Dört artı dört artı dörtlük konular ülkeyi gerdikçe geriyor.
Bu konuda bakalım ne kadar yazabileceğiz?
Türkiye Büyük Millet Meclisi diye adlandırdığımız yüce çatı altında, eğitimin dört artı dört artı dörtlük konusu tartışılırken, dışarıda konu ile ilgili eğitim askerleri eylem yapmaya kalkıştılar.
Ülkenin her ilinden pay –ı tahta gelmeye çalışan eğitimciler, ilkin bulundukları illerin çıkışında, sonra da pay – ı tahta girişlerinde engellendiler.
Sonuç olarak eğitimciler o günün akşamına kadar Kızılay’a ulaşamadılar.
Cop, biber gazı, basınçlı su, eğitimcileri engelledi.
Yalnız Ankara’da değil İstanbul’da, İzmir’de ve çeşitli kentlerde.
Toplantı ve gösteri yürüyüşü hakkı varken.
Hele de iznin alındığı halde.
Görüntüler, cennet ülkeme yakıştı mı?...
Dışarıda böyle bir kargaşa yaşanırken, yüce çatı altında, eğitimin nasıl dört dörtlük olabileceği tartışılıyordu.
Eğitimciler, dört dörtlük eğitim çalışmaları için bir şey yapamadıkları sırada yüce meclisteki oturumları yayınlayan meclis televizyonunun kameraları başka açılardan çalışmaya, başka haberlere girmeye başladı.

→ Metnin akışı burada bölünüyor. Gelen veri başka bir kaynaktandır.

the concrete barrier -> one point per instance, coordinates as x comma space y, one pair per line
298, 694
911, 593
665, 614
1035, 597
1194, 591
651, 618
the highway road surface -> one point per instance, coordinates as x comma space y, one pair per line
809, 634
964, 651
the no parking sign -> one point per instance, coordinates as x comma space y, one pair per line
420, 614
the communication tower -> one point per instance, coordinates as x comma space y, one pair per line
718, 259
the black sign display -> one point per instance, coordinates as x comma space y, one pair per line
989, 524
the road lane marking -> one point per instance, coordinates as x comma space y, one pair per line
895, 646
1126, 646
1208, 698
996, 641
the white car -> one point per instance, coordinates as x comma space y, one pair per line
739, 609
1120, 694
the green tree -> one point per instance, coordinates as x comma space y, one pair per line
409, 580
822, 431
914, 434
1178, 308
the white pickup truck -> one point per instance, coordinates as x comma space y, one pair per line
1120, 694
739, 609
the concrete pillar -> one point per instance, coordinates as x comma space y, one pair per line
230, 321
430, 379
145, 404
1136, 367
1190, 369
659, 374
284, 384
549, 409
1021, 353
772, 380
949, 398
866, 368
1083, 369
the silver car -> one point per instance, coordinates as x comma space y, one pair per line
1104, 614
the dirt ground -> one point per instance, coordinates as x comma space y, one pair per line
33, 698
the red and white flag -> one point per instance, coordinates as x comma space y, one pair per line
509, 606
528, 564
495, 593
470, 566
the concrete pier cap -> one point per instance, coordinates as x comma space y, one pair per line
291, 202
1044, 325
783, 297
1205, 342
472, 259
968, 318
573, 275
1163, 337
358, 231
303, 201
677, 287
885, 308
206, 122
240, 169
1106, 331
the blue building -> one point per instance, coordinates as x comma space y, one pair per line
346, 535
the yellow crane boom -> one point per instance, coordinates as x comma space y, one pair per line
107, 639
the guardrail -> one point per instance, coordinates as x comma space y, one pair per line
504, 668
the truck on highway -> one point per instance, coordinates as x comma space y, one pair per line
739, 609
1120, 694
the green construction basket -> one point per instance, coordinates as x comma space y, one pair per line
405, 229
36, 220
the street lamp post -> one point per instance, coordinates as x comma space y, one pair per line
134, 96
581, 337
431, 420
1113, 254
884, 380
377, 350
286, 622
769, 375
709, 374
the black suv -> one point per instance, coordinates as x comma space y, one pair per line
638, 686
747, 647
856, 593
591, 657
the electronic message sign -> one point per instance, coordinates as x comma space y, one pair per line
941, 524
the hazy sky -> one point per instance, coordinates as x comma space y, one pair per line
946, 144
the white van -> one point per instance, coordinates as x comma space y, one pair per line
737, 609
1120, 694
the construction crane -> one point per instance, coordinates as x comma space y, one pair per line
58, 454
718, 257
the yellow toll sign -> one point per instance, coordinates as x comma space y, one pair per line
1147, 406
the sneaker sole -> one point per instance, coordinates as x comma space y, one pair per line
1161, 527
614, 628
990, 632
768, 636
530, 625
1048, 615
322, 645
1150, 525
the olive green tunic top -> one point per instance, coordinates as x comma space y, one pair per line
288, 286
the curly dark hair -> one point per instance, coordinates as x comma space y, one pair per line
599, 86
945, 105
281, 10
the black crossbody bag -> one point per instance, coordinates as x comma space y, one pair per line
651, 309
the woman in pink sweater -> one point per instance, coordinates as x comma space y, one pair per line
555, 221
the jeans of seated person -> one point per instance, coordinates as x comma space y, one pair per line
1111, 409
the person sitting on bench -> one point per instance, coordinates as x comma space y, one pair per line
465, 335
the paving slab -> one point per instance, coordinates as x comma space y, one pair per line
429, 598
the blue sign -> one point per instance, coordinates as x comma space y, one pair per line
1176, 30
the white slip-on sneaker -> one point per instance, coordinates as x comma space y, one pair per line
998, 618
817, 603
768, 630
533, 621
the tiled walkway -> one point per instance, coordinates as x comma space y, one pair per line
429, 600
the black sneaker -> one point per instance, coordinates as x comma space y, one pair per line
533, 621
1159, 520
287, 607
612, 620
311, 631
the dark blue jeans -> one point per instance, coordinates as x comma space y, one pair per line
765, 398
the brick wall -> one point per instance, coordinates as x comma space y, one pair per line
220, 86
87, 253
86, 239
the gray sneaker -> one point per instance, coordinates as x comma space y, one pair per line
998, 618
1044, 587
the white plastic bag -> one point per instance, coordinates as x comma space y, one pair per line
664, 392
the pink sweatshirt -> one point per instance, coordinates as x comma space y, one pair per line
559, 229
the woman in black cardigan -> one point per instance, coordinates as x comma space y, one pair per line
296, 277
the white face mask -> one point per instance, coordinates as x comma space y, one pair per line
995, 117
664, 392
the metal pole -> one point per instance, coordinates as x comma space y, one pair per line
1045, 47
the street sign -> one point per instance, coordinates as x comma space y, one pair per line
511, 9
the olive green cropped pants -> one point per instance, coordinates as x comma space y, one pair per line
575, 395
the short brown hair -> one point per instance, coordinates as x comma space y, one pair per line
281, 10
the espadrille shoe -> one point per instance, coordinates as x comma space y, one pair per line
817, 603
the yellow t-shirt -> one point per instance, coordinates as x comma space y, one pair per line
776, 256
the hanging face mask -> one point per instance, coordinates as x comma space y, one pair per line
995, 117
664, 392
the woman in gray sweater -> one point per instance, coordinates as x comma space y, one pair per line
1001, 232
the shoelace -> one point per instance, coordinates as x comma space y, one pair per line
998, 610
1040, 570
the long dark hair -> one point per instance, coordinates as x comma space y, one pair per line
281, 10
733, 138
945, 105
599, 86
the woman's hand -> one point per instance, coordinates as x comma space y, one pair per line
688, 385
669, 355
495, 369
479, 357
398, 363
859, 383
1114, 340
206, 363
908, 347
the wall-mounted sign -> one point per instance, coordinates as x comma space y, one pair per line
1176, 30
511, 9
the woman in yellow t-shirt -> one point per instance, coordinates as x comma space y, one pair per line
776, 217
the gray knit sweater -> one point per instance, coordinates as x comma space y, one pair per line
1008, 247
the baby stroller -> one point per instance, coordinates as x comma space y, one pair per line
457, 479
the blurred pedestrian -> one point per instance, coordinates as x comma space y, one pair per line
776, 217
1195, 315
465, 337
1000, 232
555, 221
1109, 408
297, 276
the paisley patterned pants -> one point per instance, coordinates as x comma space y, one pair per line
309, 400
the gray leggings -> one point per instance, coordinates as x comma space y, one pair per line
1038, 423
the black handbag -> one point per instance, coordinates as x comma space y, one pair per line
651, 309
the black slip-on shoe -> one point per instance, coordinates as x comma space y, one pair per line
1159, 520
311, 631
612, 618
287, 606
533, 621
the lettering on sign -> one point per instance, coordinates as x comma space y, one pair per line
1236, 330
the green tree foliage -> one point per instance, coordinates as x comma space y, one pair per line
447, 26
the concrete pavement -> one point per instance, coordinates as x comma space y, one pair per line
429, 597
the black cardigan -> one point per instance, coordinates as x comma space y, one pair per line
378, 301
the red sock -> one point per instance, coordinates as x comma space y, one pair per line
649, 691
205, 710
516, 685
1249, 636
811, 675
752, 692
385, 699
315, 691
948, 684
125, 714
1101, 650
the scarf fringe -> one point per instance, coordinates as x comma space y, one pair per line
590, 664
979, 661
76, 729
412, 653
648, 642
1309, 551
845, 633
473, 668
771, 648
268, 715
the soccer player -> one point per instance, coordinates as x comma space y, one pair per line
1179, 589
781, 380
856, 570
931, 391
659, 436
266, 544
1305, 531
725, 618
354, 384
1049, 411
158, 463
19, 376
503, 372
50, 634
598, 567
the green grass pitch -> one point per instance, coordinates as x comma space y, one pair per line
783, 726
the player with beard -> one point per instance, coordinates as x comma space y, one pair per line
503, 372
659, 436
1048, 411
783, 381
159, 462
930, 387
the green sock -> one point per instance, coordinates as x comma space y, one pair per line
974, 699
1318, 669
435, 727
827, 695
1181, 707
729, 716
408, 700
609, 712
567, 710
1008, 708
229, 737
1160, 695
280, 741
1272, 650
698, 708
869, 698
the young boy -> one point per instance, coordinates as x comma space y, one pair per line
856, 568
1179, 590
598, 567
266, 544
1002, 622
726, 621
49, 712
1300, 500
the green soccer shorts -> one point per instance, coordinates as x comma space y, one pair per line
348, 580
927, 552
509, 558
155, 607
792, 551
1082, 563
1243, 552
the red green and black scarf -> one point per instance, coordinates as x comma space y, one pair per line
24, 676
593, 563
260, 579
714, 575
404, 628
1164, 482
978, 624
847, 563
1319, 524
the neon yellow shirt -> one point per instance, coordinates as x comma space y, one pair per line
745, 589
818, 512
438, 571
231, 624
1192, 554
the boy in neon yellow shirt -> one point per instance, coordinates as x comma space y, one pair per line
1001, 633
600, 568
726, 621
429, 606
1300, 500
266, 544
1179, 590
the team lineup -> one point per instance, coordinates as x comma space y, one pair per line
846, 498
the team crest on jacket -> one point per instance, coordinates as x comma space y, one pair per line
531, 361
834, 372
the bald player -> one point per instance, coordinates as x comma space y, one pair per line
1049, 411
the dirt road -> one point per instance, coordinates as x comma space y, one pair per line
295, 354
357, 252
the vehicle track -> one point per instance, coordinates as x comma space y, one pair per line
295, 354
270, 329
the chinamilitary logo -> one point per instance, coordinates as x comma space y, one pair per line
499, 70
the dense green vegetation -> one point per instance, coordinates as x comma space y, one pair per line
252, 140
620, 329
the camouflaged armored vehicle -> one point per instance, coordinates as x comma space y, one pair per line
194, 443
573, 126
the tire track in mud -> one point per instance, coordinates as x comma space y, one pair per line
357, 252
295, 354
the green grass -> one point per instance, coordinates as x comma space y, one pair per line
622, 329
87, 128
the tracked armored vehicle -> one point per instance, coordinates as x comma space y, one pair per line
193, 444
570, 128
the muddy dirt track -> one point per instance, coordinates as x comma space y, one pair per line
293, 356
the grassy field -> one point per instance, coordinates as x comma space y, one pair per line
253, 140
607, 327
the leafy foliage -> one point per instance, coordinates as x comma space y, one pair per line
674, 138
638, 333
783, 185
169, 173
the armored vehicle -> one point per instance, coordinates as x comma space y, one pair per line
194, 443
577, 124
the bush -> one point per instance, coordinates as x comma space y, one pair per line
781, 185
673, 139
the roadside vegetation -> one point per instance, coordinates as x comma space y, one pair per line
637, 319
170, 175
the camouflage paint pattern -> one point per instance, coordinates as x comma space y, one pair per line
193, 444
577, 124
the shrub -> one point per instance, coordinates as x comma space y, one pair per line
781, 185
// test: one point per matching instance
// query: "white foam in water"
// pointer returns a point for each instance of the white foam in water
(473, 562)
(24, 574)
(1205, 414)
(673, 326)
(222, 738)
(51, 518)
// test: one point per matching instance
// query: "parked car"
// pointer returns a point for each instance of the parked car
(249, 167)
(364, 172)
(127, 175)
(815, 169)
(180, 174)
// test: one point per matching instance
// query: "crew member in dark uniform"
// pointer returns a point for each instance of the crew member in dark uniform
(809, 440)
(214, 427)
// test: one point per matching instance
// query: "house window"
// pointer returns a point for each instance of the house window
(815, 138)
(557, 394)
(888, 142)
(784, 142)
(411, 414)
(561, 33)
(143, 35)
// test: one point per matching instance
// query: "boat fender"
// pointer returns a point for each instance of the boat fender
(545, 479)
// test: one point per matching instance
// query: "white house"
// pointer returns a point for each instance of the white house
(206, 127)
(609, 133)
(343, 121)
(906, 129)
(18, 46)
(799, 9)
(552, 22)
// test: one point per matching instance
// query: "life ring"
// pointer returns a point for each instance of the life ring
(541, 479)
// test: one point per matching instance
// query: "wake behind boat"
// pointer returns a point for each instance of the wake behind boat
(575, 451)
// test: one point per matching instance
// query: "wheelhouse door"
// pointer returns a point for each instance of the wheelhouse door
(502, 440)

Yüce meclisteki tartışmalar sabaha kadar sürerken, konunun ilgilileri Kızılay’a bir türlü giremiyorlardı.
Sanki sıkıyönetim vardı.
Bu konuyu, benim vekillerimin çocuklarının da televizyonlardan izleyebilecekleri unutuldu.
Eee, ne yazayım daha?
Yazsam ne çıkacak?
En iyisi, direniş sürse de konuyu burada kesmek.
Yoksa adama “gel bakalım, ne demek istiyorsun?” diye sorabilirler.
Biz de 70 yaşımızın batağında kulaç atarken, dört duvar arasında sıkıntı yaşamayalım.
Okul çağında çocuğu olanlar susarken bizim buradan ahkam kesmemiz doğru olur mu?
Sus oğlum Hüseyin, sen de sus.
Bugünlük de bu kadarcık yazıyla yetin.
Anlayana…
Elinden gelen bu kadar.
Kaşınıyor musun yoksa?
Eğer kaşınıyorsan, kaşıyanı bol olan bir ülkede yaşadığını da sakın unutma.